Posted on 8/2/23 at 3:57 pm to yomamak
quote:or no wall insulation.
More heat in house from west facing windows or poor attic insulation?
I'll leave the AC responses to the experts.
In almost every one of these "ac struggling" posts, I never see anyone mention wall insulation, it's always attic insulation, radiant barrier, duct, tonnage, seer, etc. Your walls heat up too especially if they're brick.

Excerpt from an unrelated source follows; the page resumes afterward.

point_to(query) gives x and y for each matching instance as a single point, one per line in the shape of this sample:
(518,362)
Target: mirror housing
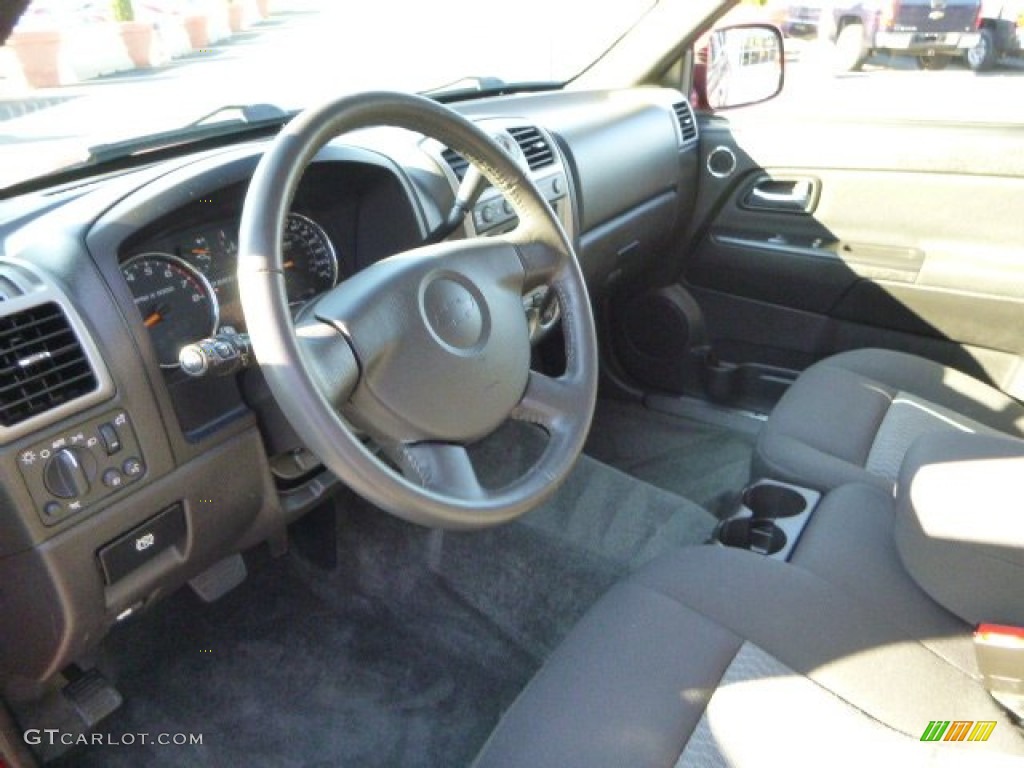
(739,66)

I would check to see if you have any wall insulation by cutting a small hole in each room on the outside walls of the house. My first house in B'ham, a ranch built in the 60's did not have wall insulation. The builders back then must've thought the brick exterior or brown board backing was sufficient. I ended up tearing out drywall so I could insulate the walls. It made a big difference. I also replaced the old wood windows with new Pella energy windows myself.
Use a Flir IR camera to see exactly where the heat is transferring to the inside of your home. I'd start there first if you ask me. I've used one here and it's wild to see the hotspots on camera.
This post was edited on 8/2/23 at 4:02 pm
Posted on 8/2/23 at 4:14 pm to CrawDude
quote:
Blown in insulation settles over time, loosing reducing the R factor
Settling will improve the R-factor of blown fiberglass and cellulose insulation. It also reduces infiltration.